The International Celestial Reference Frame is one such frame. This is more or less a constructible frame. Here we either ignore or account for the acceleration toward the center of the Milky Way, the Andromeda galaxy, and stuff further afield. It does makes sense to ignore those extraneous accelerations; they are very, very tiny, and the variation across the solar system is tinier yet. There's another issue with any such construction. The ICRF almost certainly is rotating. The predecessor of the ICRF, the J2000 frame: Scientists now know it was rotating. The same goes for the predecessor of the J2000 frame, the B1950 frame. In fact, scientists know the ICRF is rotating. The ICRF has been upgraded to ICRF version 2.0. And that too is rotating. Scientists just don't know how much.

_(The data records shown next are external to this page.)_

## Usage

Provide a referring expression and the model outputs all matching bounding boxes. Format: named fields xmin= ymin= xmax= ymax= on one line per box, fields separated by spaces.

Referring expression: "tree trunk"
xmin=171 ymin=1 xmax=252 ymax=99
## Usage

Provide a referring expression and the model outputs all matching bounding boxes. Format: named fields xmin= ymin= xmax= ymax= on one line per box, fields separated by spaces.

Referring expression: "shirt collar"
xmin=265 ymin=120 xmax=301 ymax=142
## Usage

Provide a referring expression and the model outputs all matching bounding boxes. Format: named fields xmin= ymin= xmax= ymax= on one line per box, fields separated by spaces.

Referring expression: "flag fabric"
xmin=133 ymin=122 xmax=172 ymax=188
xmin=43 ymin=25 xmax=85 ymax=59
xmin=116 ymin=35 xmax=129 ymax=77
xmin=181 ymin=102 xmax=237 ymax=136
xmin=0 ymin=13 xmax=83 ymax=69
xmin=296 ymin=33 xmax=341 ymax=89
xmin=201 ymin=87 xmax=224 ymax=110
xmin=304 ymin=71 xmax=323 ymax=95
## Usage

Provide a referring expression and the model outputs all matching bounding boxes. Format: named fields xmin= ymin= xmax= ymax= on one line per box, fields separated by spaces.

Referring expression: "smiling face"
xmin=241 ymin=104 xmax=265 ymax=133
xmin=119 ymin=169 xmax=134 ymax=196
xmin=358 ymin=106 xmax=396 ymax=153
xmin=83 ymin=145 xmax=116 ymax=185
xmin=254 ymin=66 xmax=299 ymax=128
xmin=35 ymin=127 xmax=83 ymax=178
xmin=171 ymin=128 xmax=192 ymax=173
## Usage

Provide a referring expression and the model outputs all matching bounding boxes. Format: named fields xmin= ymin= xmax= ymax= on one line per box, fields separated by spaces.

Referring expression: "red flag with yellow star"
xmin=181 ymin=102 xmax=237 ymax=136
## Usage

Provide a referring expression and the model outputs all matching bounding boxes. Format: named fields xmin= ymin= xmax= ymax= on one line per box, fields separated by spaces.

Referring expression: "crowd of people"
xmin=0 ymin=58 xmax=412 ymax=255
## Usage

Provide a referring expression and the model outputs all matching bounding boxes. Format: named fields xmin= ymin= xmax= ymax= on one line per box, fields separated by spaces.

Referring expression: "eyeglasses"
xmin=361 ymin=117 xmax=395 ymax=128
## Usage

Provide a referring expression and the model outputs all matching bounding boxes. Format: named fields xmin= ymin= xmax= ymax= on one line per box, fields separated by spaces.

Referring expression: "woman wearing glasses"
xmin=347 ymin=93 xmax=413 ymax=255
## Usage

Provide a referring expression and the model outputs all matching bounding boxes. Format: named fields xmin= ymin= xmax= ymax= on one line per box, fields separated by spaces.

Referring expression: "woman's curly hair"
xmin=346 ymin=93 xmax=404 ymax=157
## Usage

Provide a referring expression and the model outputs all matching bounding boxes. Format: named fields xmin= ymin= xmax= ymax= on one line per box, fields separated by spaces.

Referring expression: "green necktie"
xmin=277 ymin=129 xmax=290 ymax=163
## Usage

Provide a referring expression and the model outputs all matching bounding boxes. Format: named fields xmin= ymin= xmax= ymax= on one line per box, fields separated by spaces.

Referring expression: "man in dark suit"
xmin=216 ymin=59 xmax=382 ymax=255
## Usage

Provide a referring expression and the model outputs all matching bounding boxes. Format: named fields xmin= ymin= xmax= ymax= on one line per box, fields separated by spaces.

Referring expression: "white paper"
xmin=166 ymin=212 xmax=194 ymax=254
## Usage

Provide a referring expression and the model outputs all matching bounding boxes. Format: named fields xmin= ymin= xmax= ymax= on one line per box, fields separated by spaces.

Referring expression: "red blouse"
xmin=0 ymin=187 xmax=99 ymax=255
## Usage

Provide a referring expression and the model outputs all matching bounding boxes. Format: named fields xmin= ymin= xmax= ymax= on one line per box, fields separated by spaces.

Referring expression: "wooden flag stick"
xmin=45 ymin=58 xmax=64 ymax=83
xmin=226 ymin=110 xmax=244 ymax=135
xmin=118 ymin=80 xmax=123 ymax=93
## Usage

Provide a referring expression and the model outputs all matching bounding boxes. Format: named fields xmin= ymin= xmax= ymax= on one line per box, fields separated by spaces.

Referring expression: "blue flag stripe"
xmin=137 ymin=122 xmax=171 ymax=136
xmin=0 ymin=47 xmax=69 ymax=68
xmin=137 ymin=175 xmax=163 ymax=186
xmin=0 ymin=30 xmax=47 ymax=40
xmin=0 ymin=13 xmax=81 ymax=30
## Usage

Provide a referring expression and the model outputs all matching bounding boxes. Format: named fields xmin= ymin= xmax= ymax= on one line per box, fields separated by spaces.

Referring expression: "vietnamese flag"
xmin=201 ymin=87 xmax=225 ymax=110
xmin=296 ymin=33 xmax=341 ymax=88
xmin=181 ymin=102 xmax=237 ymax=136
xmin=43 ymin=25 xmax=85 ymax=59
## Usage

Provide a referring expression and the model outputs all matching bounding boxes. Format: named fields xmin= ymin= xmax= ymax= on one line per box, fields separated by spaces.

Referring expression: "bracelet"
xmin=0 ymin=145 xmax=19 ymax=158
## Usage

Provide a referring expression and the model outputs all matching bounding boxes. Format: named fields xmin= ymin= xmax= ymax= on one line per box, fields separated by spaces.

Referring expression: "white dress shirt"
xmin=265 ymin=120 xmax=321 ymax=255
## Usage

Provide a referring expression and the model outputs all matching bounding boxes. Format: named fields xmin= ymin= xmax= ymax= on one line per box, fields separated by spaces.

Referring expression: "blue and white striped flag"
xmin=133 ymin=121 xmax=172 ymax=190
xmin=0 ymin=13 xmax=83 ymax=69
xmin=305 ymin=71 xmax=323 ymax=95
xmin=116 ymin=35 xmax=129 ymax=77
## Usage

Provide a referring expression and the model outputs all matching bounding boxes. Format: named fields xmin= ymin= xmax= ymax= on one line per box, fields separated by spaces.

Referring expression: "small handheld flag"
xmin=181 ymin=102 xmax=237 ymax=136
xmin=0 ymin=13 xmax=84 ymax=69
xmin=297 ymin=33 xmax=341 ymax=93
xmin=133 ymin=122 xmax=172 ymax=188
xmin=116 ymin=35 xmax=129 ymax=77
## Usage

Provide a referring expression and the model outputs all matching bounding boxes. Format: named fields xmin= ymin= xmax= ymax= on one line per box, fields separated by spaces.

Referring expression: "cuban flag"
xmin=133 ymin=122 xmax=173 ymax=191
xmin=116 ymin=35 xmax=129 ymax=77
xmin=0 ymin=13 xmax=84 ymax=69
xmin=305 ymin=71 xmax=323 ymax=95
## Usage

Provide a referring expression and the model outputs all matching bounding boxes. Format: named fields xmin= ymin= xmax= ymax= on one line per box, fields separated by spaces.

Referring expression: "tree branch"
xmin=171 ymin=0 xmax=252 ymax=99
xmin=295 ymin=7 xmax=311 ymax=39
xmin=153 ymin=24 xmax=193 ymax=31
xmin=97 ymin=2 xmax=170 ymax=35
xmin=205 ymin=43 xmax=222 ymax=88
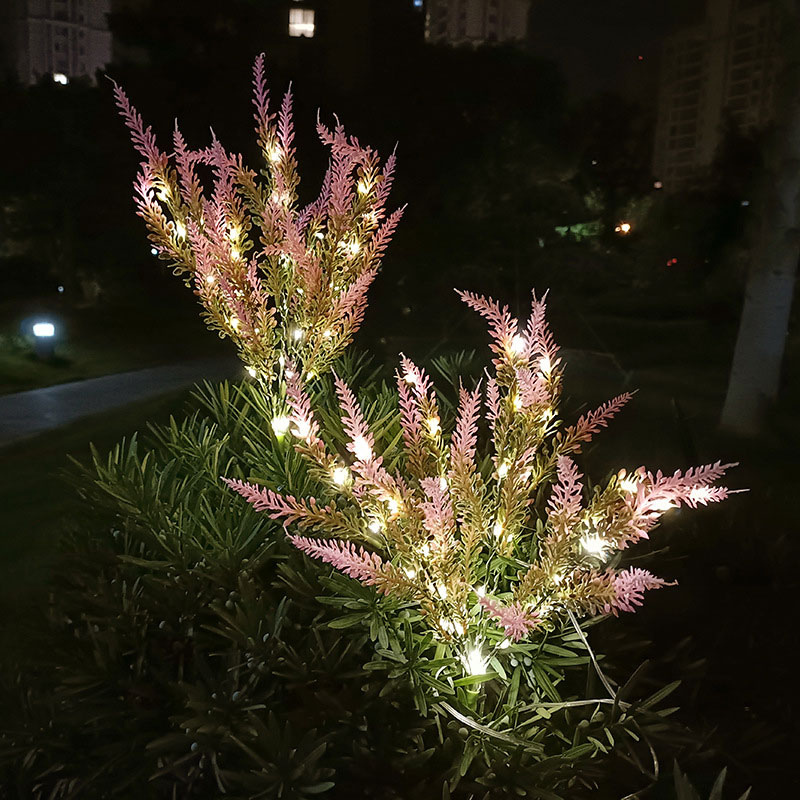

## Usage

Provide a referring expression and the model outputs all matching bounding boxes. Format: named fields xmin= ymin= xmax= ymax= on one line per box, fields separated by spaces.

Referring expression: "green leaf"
xmin=327 ymin=613 xmax=368 ymax=629
xmin=640 ymin=680 xmax=680 ymax=710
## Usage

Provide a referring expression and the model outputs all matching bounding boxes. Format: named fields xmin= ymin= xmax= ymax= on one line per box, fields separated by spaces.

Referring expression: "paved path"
xmin=0 ymin=358 xmax=241 ymax=448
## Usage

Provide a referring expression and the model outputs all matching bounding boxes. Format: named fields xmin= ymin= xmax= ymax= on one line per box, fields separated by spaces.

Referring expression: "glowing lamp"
xmin=353 ymin=436 xmax=373 ymax=462
xmin=271 ymin=416 xmax=291 ymax=436
xmin=53 ymin=72 xmax=68 ymax=85
xmin=464 ymin=645 xmax=488 ymax=676
xmin=331 ymin=466 xmax=350 ymax=486
xmin=581 ymin=534 xmax=609 ymax=558
xmin=510 ymin=335 xmax=527 ymax=355
xmin=33 ymin=322 xmax=55 ymax=338
xmin=32 ymin=320 xmax=56 ymax=359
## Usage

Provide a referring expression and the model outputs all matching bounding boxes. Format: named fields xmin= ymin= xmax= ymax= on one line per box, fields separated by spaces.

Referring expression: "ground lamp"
xmin=32 ymin=321 xmax=56 ymax=360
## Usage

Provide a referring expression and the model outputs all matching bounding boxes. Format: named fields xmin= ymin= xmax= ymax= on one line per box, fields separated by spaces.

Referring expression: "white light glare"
xmin=53 ymin=72 xmax=68 ymax=85
xmin=510 ymin=335 xmax=527 ymax=355
xmin=33 ymin=322 xmax=55 ymax=338
xmin=271 ymin=416 xmax=291 ymax=436
xmin=353 ymin=436 xmax=373 ymax=462
xmin=580 ymin=534 xmax=609 ymax=558
xmin=649 ymin=498 xmax=677 ymax=512
xmin=464 ymin=645 xmax=488 ymax=676
xmin=331 ymin=466 xmax=350 ymax=486
xmin=689 ymin=487 xmax=713 ymax=504
xmin=246 ymin=367 xmax=257 ymax=378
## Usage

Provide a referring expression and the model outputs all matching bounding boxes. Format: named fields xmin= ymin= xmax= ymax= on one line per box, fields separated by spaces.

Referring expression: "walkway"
xmin=0 ymin=358 xmax=241 ymax=448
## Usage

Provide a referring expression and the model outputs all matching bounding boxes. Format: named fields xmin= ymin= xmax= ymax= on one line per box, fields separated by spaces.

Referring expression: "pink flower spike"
xmin=480 ymin=597 xmax=540 ymax=641
xmin=333 ymin=372 xmax=375 ymax=462
xmin=606 ymin=567 xmax=674 ymax=615
xmin=548 ymin=456 xmax=584 ymax=522
xmin=289 ymin=535 xmax=388 ymax=587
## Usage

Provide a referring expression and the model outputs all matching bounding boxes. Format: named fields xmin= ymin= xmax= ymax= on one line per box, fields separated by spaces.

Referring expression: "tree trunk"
xmin=720 ymin=0 xmax=800 ymax=435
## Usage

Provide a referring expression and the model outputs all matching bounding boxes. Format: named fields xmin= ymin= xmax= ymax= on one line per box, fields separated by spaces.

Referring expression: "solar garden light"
xmin=32 ymin=320 xmax=56 ymax=360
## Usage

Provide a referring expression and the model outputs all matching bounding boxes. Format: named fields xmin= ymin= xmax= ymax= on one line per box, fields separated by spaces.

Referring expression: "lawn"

Use a non-rotating frame centered at the Earth's center of mass (aka Earth-centered inertial).
Even if the ICRF was perfect, there is no way one can reasonably model the Earth's atmosphere in a computer program from the perspective of such a frame. The length and velocity scales needed to properly model the atmosphere and the length and velocity scales using a solar system barycenter frame just don't match. Oil and water. Even worse, it's a Sesame Street moment! ("One of these things is not like the others, One of these things just doesn't belong.")
The thing that doesn't belong is the solar system barycenter. The only reasonable way to model the Earth's atmosphere is to use an Earth-centered perspective. Now a computer program is starting to have a chance to represent the atmosphere, and do so in a way that is computationally feasible. An Earth-centered frame is accelerating, but we can handle that. We can pretend that $\vec F=m \vec a$ still applies. This result in fictitious tidal accelerations. It's not a problem. Physics still works.
Use an Earth-centered, Earth-fixed reference frame.
A problem remains with the Earth-centered inertial frame described in option #3. The Earth, the atmosphere, and the oceans are rotating, and at different rates. This means that "starting to have a chance" was a bit overoptimistic. It makes much, much more sense to use a frame that rotates with the Earth. This adds even more fictitious forces, the centrifugal and Coriolis forces, but once again, that's not a problem. In fact, this simplifies things to the point where meteorologists do finally have a chance to represent the atmosphere in a way that is computationally feasible.
Option #4, the one that requires fictitious third body forces (aka tidal forces), fictitious centrifugal forces, and fictitious Coriolis forces, is the only option that makes a bit of sense from the perspective of modeling the atmosphere.